Cerca de quatro mil empresas já submeteram pedidos de apoio ao Governo na sequência das recentes intempéries que atingiram Portugal continental, reclamando prejuízos que se aproximam dos mil milhões de euros. Os dados foram avançados esta terça-feira pelo ministro da Economia, Manuel Castro Almeida, durante uma visita a Sobral de Monte Agraço.

Segundo o governante, os valores já ultrapassam os 900 milhões de euros e mais de 200 processos tiveram pagamento efetuado.
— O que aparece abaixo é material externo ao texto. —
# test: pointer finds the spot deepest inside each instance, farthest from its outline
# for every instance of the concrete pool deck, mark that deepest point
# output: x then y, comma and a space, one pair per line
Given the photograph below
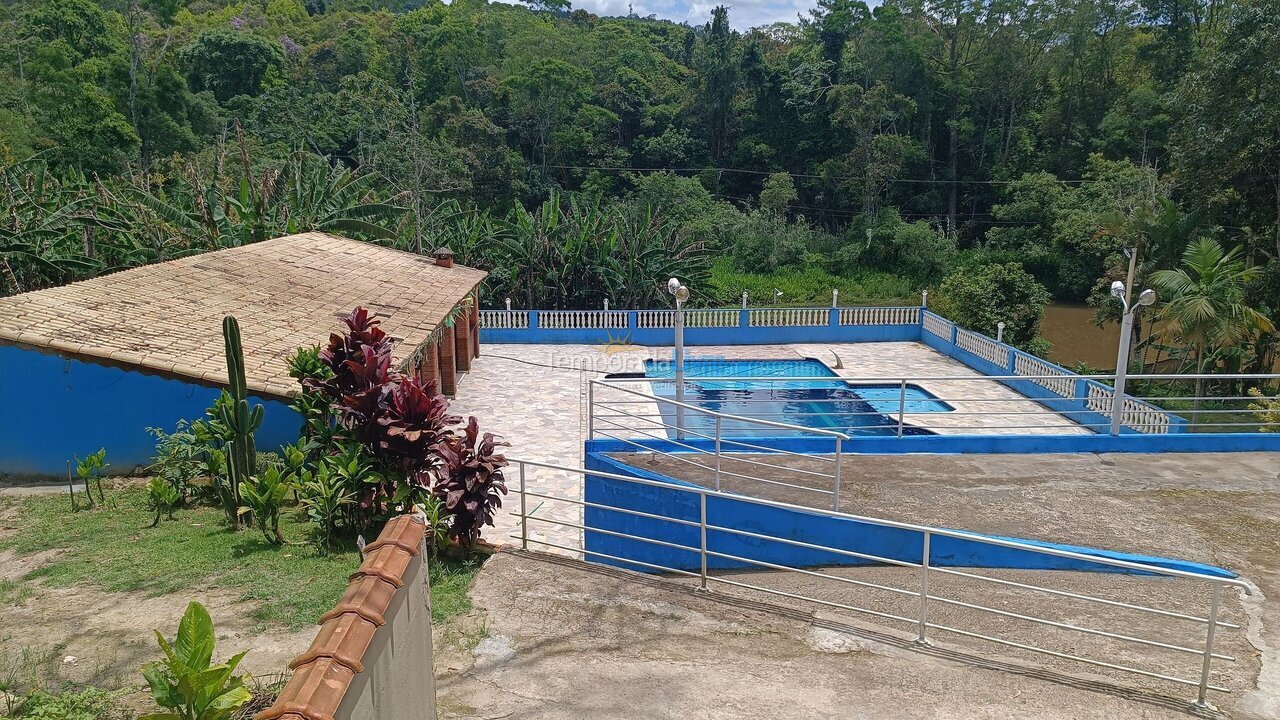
534, 396
1221, 509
No que respeita a habitações próprias, foram registados mais de 11 mil pedidos de apoio, estando já em curso pagamentos através das CCDR do Centro e de Lisboa e Vale do Tejo.

O ministro explicou que o Executivo deu prioridade às famílias e às empresas, sobretudo às unidades produtivas responsáveis por postos de trabalho. Segue-se agora a avaliação dos prejuízos reportados pelas autarquias, que enfrentam danos significativos em estradas, redes de abastecimento de água, saneamento e outros equipamentos públicos.

“São prejuízos incompatíveis com os orçamentos municipais”, afirmou, garantindo que o Governo está a estudar os termos “mais justos e equitativos” para apoiar os municípios afetados.

Durante as deslocações a Arruda dos Vinhos, Sobral de Monte Agraço e Marinha Grande — concelhos atingidos pelas depressões Kristin, Leonardo e Marta — Manuel Castro Almeida apelou à transparência na análise dos pedidos e alertou para a necessidade de evitar abusos.

“Não podemos permitir aproveitamentos. Temos de analisar caso a caso”, frisou, referindo situações em que os danos apresentados não justificariam apoio público.

Na Marinha Grande, após reunião com associações empresariais, o ministro anunciou o reforço das medidas de apoio às empresas da região Centro. Além da linha de crédito já existente, o Governo criou um fundo adicional que permitirá mobilizar mais 400 milhões de euros para investimento empresarial, dos quais 150 milhões serão atribuídos a fundo perdido.

O objetivo, sublinhou, não é apenas repor os prejuízos, mas incentivar as empresas a reforçarem a sua competitividade. “Queremos que saiam desta crise mais fortes do que estavam”, concluiu.